The missing war: Why the 2025 NSS needs a political warfare strategy to defeat the CRInK in the gray zone
In 1982 Ronald Reagan signed National Security Decision Directive 32. It was eight pages long. It named the enemy. It defined the threat. It laid out the global and regional objectives. It integrated diplomatic, informational, economic, and military power. It told the commanders and the agencies how to act, what to prioritize, and where to accept risk. It directed a political warfare strategy that ran from Central America to Europe to Asia. And it put America on the final glide path to winning the Cold War.
It was the gold standard because it was a real strategy. It was executable. It was focused. It had an enemy. It had a theory of victory.

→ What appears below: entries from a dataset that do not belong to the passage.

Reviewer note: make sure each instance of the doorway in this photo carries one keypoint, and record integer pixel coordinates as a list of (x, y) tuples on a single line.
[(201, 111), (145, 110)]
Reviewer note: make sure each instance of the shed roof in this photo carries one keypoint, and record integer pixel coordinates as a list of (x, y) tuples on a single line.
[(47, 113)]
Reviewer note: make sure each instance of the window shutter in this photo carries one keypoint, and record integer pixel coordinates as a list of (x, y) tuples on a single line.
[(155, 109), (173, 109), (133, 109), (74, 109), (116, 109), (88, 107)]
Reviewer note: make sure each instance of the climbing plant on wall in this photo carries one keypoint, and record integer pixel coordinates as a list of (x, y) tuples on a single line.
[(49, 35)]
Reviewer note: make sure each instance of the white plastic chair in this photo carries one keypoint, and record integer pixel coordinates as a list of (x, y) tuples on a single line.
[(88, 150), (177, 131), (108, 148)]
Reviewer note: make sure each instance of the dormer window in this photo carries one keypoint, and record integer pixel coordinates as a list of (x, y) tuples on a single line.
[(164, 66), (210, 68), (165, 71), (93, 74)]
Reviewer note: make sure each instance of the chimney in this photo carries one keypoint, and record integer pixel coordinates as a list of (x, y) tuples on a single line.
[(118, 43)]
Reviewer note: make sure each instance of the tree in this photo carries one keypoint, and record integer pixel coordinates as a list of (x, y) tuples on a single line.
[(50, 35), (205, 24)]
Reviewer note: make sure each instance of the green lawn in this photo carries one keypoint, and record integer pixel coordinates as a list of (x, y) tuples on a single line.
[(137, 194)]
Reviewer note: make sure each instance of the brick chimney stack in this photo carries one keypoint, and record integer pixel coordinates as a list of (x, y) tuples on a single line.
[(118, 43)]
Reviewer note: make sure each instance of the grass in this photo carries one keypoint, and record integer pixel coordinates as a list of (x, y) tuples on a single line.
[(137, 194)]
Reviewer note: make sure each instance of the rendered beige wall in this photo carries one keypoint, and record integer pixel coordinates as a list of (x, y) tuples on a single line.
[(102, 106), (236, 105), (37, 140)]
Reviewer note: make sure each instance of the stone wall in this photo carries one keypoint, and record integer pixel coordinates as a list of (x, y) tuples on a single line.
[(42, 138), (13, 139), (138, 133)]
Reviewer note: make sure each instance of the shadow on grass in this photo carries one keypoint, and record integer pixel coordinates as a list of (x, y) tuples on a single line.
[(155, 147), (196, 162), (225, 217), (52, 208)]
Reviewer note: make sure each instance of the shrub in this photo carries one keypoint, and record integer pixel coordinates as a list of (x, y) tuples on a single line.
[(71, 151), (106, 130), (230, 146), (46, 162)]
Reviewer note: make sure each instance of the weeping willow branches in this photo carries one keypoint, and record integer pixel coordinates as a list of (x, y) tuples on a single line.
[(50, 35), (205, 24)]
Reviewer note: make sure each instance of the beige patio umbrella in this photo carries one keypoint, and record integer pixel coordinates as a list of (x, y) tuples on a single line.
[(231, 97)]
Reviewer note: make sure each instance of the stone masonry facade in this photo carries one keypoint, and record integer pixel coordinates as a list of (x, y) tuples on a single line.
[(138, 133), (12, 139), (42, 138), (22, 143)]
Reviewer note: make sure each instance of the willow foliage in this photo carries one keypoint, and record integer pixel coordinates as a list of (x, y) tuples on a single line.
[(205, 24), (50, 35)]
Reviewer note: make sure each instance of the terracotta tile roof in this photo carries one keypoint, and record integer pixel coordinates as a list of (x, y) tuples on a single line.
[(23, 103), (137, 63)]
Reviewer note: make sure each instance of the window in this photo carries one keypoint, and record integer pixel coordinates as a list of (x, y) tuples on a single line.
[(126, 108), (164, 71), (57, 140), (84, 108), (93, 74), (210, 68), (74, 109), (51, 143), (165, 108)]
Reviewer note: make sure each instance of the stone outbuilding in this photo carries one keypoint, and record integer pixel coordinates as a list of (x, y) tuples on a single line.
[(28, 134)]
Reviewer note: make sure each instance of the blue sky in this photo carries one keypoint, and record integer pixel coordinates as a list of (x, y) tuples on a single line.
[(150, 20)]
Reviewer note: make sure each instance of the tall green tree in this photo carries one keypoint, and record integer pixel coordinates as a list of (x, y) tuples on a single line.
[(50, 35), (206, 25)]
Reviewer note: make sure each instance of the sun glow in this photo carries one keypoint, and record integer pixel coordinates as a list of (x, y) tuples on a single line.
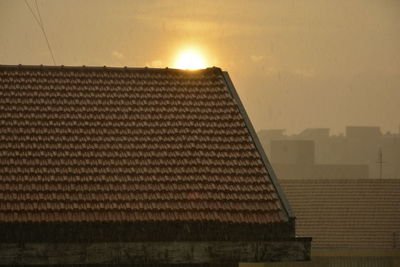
[(190, 59)]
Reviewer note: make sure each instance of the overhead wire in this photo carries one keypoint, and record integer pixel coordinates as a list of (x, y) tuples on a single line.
[(40, 24)]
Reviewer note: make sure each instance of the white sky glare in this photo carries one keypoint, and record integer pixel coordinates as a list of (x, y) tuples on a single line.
[(295, 64)]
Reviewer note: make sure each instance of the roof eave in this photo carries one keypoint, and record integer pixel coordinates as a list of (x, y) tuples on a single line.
[(288, 212)]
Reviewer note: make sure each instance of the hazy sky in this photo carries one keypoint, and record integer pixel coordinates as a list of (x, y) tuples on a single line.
[(296, 64)]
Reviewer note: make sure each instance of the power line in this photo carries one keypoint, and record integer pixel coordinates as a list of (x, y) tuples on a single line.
[(40, 24), (37, 9)]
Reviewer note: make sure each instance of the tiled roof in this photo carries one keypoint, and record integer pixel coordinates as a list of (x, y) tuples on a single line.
[(356, 213), (80, 144)]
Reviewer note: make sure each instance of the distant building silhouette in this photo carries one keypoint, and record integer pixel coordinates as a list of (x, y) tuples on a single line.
[(353, 155)]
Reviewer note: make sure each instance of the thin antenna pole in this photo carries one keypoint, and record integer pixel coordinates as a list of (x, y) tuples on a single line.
[(380, 162)]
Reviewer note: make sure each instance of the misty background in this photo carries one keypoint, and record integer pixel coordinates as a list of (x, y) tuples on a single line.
[(295, 64)]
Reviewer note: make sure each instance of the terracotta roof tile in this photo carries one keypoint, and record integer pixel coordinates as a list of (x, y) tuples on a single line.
[(118, 145)]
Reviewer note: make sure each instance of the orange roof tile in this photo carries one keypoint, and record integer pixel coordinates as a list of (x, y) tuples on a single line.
[(107, 144)]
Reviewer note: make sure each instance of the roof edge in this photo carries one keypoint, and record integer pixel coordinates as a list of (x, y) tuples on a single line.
[(84, 67), (281, 195)]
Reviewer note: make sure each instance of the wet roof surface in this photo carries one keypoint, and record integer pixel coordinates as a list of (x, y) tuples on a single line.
[(118, 145)]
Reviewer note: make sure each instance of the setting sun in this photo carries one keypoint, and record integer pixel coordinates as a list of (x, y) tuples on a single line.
[(190, 59)]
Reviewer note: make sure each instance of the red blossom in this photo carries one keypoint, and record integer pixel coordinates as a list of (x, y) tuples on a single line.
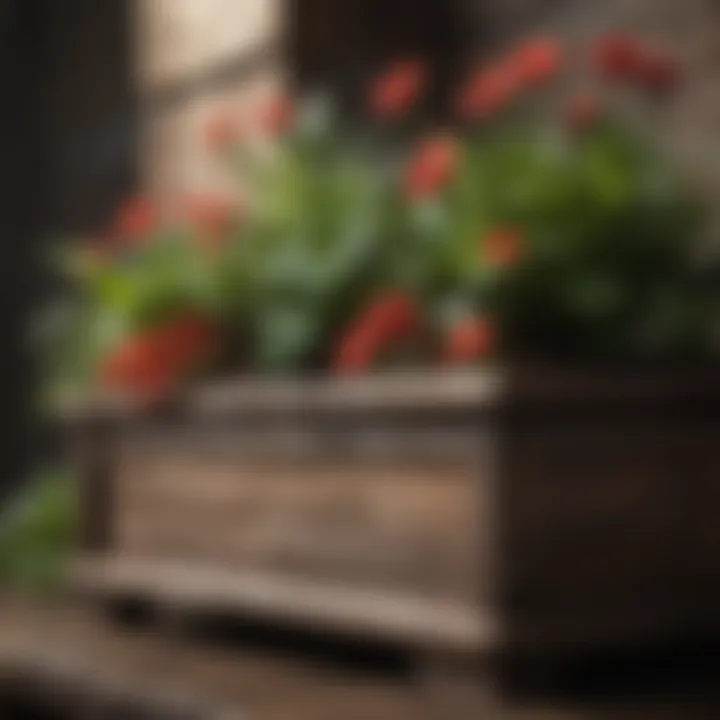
[(356, 352), (503, 247), (221, 131), (392, 94), (468, 340), (137, 218), (390, 318), (431, 168), (137, 367), (276, 116), (538, 60), (489, 92), (583, 109)]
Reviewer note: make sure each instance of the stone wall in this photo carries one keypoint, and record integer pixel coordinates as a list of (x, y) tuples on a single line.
[(197, 58), (192, 56)]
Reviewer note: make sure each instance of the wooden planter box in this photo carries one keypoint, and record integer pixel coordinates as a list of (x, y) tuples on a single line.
[(470, 513)]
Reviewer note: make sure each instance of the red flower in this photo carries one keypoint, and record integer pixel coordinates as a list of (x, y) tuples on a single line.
[(390, 318), (618, 57), (392, 315), (276, 116), (137, 367), (469, 340), (393, 93), (538, 60), (431, 168), (211, 217), (137, 218), (149, 364), (503, 247), (583, 110), (489, 91), (221, 132)]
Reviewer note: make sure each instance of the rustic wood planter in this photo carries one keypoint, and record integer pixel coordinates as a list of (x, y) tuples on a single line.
[(463, 512)]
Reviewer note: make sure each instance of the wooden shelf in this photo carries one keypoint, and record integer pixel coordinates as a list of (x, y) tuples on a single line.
[(368, 613)]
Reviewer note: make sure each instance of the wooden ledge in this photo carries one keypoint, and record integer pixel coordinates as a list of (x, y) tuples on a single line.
[(367, 613)]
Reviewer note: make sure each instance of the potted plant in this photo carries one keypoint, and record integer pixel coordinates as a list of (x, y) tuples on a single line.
[(499, 333)]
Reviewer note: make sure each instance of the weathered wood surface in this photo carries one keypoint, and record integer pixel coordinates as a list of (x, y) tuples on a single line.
[(370, 614), (64, 654), (569, 508)]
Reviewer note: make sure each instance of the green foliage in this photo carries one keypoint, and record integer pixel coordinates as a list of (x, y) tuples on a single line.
[(608, 268), (37, 532)]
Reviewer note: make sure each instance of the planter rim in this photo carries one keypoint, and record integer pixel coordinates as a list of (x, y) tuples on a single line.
[(412, 391)]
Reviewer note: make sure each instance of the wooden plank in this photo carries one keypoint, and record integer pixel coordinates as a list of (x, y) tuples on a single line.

The world today is not as different as we pretend. Once again, the United States faces a coalition of hostile authoritarian powers with shared aims. China. Russia. Iran. north Korea. The Dark Quad. The CRInK. Together they seek to fracture the free world and tilt history back toward iron rule. They want to drive wedges into alliances, tear at the seams of democratic societies, and shape global institutions to be safe for authoritarian power. They work in the shadows because they know that conventional or nuclear war with the United States brings unacceptable cost. So they fight us in the gray zone. They use political warfare, cyber operations, information manipulation, dark networks, proxy forces, and economic coercion. And they do it with growing coordination.